Unfortunately, CV had no answer for youtube and slowly began to die. This downfall was compounded by a string of poor moderating decisions which alienated half the active community in favor of protecting one guy. He was clearly using cheat codes and doing a terrible job of hiding it. Since he’d become their main source of original videos, they continued supporting him – hurting their credibility in the process.
Fast forward to today, and there is no functioning central website connecting the entire combo making community. YouTube is convenient for raw file hosting, but awful for everything else. The only way for a new video to gain exposure is by getting announced on Shoryuken and its many clones, but they rarely even get the author’s name right. They never bother explaining what makes the video special or where it fits into continuity.

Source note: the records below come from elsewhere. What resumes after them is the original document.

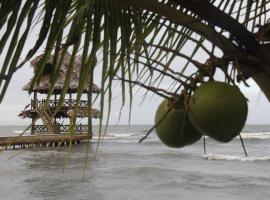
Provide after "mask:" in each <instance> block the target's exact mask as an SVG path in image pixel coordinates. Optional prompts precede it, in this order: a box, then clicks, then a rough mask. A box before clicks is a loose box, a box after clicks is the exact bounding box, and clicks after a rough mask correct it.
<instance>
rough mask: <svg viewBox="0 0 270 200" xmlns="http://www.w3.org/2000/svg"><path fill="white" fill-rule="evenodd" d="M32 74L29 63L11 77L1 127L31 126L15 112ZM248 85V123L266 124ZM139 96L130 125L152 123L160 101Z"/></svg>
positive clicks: (123, 114) (244, 89)
mask: <svg viewBox="0 0 270 200" xmlns="http://www.w3.org/2000/svg"><path fill="white" fill-rule="evenodd" d="M32 75H33V72H32V68H30V64H29V63H27V64H26V65H25V66H24V67H23V68H22V69H20V70H19V71H18V72H17V73H16V74H15V75H14V77H13V79H12V82H11V84H10V86H9V88H8V92H7V94H6V96H5V99H4V101H3V103H2V104H1V105H0V125H22V124H28V123H30V121H29V120H22V119H20V118H19V117H18V113H19V112H20V111H22V110H23V109H24V107H25V106H26V105H27V104H29V103H30V99H31V97H30V96H29V95H28V93H27V92H25V91H22V87H23V85H25V84H26V83H27V82H28V81H29V79H30V78H31V77H32ZM97 75H98V74H97ZM96 83H97V84H98V85H99V84H100V83H99V82H96ZM249 84H250V85H251V87H250V88H247V87H241V90H242V92H243V93H244V95H245V96H246V97H247V98H248V99H249V103H248V105H249V113H248V119H247V123H248V124H269V123H270V104H269V102H268V101H267V99H266V98H265V96H264V95H263V93H261V92H260V90H259V88H258V87H257V86H256V84H255V83H254V82H253V81H249ZM113 92H114V94H115V97H114V99H113V101H112V112H111V120H110V124H117V122H118V117H119V112H120V107H121V97H120V96H118V95H119V94H120V91H119V87H117V86H116V87H114V88H113ZM142 94H143V93H142V92H141V93H138V95H137V96H136V97H135V98H134V104H133V110H132V120H131V124H153V121H154V115H155V111H156V108H157V106H158V105H159V103H160V102H161V101H162V98H160V97H158V96H155V97H153V98H150V97H151V95H149V98H147V99H146V100H145V101H144V103H143V104H142V105H140V101H141V99H142V96H141V95H142ZM94 106H95V107H97V108H98V103H95V104H94ZM121 116H122V117H121V120H120V124H127V123H128V105H126V107H125V109H123V111H122V115H121ZM94 122H95V123H98V120H94Z"/></svg>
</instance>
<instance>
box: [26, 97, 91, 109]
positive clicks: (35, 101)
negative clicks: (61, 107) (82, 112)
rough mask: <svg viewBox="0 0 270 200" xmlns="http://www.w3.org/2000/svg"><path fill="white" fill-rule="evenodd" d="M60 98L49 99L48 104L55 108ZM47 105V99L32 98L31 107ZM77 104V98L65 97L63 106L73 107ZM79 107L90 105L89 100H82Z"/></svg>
mask: <svg viewBox="0 0 270 200" xmlns="http://www.w3.org/2000/svg"><path fill="white" fill-rule="evenodd" d="M58 102H59V101H58V100H49V101H48V102H47V106H48V107H49V108H50V107H51V108H54V107H56V105H57V104H58ZM45 105H46V100H45V99H43V100H34V99H32V101H31V108H32V109H34V108H44V107H45ZM75 105H76V99H65V100H64V102H63V105H62V106H63V107H68V108H73V107H75ZM78 107H79V108H80V107H88V101H86V100H80V102H79V105H78Z"/></svg>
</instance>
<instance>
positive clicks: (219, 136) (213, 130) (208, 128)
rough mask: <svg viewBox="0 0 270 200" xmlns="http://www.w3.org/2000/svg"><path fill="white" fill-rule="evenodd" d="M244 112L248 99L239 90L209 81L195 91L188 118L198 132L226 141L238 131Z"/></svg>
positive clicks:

Of course, there’s no separating combo makers from the greater community. I certainly wouldn’t be making Street Fighter videos if i didn’t love the fighting game community. We appreciate it whenever our videos are mentioned anywhere or spread through word of mouth. But it also sucks to see a good video slip through the cracks or not get properly recognized for its groundbreaking innovations.
Those are the issues and concerns that ComboVid hopes to address. There’s a lot more work to be done before we reach that goal, but hopefully i can get pretty close before getting totally burnt out. As for how i personally ended up here, i’ll ramble about that some other time.